Workato lets companies integrate a range of data and apps to automate backend and front-end business workflows. The company’s platform delivers robotic process automation, integration platform-as-a-service, business process automation, and chatbot capabilities in a solution designed to enable IT and business teams to collaborate, ostensibly without compromising security and governance.

With Workato, users can create automations from scratch or opt for over 500,000 prebuilt recipes addressing marketing, sales, finance, HR, IT, and other processes.
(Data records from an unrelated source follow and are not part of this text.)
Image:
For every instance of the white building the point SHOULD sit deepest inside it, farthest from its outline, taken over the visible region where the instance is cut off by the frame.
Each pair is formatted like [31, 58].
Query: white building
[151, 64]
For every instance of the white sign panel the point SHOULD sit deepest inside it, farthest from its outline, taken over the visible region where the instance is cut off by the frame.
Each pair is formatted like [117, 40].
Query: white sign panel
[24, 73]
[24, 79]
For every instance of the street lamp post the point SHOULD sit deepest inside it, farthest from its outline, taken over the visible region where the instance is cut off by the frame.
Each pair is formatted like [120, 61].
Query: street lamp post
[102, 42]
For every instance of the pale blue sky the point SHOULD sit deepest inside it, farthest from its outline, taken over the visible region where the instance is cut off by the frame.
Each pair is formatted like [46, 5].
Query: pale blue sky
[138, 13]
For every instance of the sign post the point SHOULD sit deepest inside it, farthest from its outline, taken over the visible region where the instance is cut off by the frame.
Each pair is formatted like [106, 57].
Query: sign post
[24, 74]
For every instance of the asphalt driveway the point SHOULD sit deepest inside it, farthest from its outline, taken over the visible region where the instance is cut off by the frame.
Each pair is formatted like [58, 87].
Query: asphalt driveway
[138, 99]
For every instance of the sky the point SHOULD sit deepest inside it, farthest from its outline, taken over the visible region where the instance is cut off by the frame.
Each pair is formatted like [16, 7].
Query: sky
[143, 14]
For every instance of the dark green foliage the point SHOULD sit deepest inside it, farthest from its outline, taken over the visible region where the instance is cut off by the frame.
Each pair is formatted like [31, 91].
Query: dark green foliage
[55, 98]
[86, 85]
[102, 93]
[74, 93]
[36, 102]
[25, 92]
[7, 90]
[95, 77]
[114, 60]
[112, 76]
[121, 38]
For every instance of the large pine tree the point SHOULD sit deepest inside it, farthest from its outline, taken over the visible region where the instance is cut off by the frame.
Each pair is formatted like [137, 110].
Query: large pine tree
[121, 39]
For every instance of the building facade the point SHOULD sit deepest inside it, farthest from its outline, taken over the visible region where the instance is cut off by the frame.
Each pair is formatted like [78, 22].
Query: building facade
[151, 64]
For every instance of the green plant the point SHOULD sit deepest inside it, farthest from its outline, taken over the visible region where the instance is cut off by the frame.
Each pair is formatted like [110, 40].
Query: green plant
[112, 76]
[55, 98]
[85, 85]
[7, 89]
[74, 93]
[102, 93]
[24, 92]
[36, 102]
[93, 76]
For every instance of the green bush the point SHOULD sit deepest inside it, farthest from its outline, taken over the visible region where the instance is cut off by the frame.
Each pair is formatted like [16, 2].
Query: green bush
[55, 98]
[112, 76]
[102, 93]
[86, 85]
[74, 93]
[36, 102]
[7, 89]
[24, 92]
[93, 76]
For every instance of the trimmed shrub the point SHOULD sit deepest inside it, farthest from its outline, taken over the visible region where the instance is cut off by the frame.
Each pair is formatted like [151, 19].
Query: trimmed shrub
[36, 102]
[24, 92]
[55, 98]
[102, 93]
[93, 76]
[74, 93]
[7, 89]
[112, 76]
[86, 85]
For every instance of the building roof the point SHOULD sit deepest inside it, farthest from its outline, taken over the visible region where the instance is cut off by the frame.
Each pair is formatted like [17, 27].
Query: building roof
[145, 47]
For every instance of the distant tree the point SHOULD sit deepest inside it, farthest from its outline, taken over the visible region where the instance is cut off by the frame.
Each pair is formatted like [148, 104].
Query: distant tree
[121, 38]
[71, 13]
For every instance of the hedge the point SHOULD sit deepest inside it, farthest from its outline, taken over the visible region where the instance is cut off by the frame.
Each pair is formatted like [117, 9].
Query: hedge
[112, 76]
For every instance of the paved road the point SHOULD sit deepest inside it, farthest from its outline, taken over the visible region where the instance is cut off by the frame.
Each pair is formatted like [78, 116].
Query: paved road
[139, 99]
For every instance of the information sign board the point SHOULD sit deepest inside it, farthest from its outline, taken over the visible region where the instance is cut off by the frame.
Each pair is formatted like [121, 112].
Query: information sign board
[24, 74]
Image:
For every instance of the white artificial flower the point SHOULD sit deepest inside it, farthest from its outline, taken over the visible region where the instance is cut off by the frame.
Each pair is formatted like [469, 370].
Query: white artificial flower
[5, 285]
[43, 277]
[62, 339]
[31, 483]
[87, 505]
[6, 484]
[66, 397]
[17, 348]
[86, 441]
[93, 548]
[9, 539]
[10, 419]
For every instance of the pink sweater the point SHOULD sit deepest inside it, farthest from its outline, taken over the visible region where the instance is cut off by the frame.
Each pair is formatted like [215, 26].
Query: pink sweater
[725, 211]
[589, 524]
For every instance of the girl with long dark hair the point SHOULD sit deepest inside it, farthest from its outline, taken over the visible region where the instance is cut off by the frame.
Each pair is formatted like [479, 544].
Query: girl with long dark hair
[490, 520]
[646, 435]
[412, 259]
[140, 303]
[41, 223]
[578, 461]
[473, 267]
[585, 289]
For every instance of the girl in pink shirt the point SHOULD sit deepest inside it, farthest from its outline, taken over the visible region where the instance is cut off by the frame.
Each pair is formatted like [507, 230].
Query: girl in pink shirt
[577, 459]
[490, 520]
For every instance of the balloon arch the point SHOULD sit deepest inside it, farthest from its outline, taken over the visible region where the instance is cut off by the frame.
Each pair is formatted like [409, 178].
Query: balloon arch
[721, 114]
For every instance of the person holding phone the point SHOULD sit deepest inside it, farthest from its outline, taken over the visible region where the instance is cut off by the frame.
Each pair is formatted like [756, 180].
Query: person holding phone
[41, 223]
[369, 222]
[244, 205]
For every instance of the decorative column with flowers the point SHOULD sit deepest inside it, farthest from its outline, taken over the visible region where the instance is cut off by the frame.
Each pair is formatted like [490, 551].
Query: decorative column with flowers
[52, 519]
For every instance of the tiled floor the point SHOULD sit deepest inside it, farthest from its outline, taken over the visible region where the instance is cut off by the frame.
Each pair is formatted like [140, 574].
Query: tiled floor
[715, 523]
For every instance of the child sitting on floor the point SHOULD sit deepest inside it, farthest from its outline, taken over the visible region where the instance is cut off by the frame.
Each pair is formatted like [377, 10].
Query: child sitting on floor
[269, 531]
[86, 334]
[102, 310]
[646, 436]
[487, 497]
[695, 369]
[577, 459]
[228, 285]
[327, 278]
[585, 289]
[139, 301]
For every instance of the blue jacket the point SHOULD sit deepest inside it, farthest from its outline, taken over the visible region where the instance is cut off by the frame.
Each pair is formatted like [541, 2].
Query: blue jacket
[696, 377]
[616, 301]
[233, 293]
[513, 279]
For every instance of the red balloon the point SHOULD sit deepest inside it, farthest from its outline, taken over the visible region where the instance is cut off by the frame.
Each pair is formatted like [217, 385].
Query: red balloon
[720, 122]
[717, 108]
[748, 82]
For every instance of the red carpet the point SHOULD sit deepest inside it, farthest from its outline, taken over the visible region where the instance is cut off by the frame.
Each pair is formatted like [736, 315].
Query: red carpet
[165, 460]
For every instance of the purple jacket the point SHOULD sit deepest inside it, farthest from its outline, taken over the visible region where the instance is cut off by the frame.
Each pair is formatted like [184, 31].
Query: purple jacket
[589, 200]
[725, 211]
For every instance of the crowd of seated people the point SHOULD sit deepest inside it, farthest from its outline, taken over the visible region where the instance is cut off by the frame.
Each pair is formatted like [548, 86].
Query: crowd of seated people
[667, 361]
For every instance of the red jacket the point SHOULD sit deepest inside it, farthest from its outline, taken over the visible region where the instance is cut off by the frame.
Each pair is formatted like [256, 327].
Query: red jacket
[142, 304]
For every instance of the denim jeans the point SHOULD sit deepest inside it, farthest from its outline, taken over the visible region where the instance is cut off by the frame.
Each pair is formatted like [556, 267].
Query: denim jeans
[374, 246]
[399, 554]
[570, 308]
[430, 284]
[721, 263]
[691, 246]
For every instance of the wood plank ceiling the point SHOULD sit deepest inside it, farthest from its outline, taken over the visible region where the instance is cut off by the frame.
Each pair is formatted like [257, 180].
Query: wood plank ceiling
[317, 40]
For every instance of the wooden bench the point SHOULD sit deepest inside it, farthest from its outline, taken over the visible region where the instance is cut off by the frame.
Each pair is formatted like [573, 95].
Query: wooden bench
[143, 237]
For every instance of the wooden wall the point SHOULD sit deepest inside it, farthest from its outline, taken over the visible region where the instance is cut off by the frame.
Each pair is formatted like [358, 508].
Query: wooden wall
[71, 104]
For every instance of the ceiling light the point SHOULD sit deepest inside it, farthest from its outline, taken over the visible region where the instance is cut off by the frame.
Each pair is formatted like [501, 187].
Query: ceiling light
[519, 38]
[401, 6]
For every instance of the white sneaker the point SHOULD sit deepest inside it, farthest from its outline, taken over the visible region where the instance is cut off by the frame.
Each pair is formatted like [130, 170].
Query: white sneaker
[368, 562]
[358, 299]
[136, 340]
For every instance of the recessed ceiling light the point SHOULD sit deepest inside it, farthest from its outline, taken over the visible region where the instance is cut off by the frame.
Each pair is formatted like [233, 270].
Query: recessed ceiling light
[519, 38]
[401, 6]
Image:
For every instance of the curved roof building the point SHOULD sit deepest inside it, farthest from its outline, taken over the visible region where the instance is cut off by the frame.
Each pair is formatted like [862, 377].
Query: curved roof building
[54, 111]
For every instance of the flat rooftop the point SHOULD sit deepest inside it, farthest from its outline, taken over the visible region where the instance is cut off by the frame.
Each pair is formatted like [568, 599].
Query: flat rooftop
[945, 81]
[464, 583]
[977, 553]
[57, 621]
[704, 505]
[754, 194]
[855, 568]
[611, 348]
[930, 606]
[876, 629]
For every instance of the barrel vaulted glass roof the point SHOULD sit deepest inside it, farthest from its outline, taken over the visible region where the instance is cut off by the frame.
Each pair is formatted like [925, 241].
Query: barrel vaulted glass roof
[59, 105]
The company says its customers and partners are creating over 500 new connectors to apps and systems each month.

Workato

Workato claims its platform is used by over 70,000 people across 7,000 businesses, including Broadcom, Coupa, Intuit, Autodesk, Nutanix, and Rapid7. Moreover, it says it has experienced 200% growth in new partners since 2019, working with Adobe, Snowflake, Workplace by Facebook, and more.

“There’s been explosive growth in business apps and cloud technologies, but their potential remains largely untapped. This explosion has created tech chaos with siloed data, fragmented business processes, and broken UX,” Workato cofounder and CEO Vijay Tella said in a statement. “Workato addresses this with a single platform built for business and IT that easily, reliably, and securely connects their apps, data, and business processes so teams can work smarter and faster. With our new investment, we’re looking forward to helping other companies around the world use integration-led automation to transform how they work.”

The series D investment in Mountain View, California-based Workato comes after a two-year period during which the company nearly tripled its revenue and customer base. It brings the company’s total capital raised to over $221 million. Altimeter Capital and Insight Partner co-led the round, with participation from Redpoint Ventures and Battery Ventures.

Workato competes with a number of workflow automation companies in a market that’s anticipated to be worth $18.45 billion by 2023, according to Markets and Markets. AirSlate this week raised $40 million for its products that automate repetitive enterprise tasks like e-signature collection. In April, Tonkean nabbed $24 million to further develop its no-code workflow automation platform. There’s also Tray.io and Berlin-based Camunda, both of which have closed funding rounds in the tens of millions.